What would be the worst outcome of your innermost thoughts – not literally ‘your internet history’, but it’s a decent proxy, I guess – being made public? What would be the best?
I’m thinking a lot just now about how we hold onto unvoiced concerns about ourselves, internalised, received-wisdom self-hatred that we daren’t interrogate, making them all huge and black and important… while most people wouldn’t give a damn.
The corollary to ‘everyone around you has a story as rich and deep as yours’ and the implication that this might come as a surprise is that ‘nobody around you thinks your story is particularly important’, and perhaps that can be a catalyst for honesty and growth.

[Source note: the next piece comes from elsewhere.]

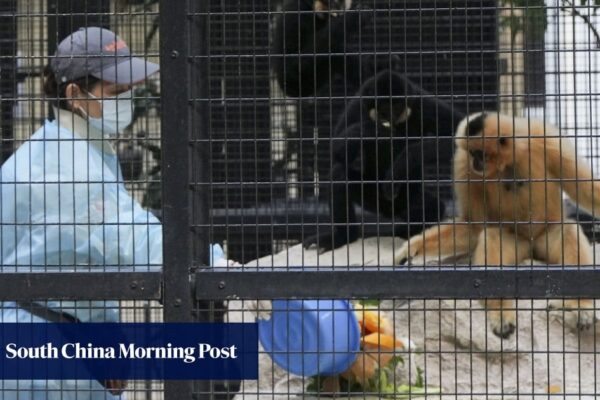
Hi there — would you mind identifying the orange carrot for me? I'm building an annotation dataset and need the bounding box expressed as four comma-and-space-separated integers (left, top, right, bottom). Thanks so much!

I can answer some of that, because of course my darkest, most terrible secret is no longer a secret: I’m – surprise! – one of those trans people the papers warn you about. And what happens is your fear loses its power. You move from being terrified of anybody even suspecting the slightest hint of your secret to moving through the world without really giving it much thought. Fears lose their power incredibly easily.
So the glib answer is: your life gets better. Not necessarily easier, but better because living a lie is really hard work.
But that’s a pretty extreme example. What about the day to day things, the smaller things we don’t say out loud? As I responded to Chris:
…a lot of secrets are really hard work too. For example, the classic “I’m in love with them but I’m too scared to tell them”. I’ve lost half my life to that one :)
But there are also everyday ones, the things we don’t always articulate. The love we have for our partners, our friends, our children. The sadness we feel at accidental or not so accidental cruelties of others. The times we’re barely hanging on and desperately need a shoulder to lean on but can’t bring ourselves to ask.
[total honesty] would also mean people I quite like hearing the less pleasant things I observe about them, so it’s not all good. But my gut is that we silence more valuable stuff than bad stuff. Maybe :)
How many times have you bitten your tongue at something that’s really made you sad, or wanted to tell someone how much they matter but just went red instead?
What would happen if you stopped pretending, if you didn’t censor everything? I don’t mean not censoring anything – I’d be barred from supermarkets if I vocalised what I thought about my fellow shoppers sometimes – but the important things, the things that make you feel things.
What would happen if you were more honestly you?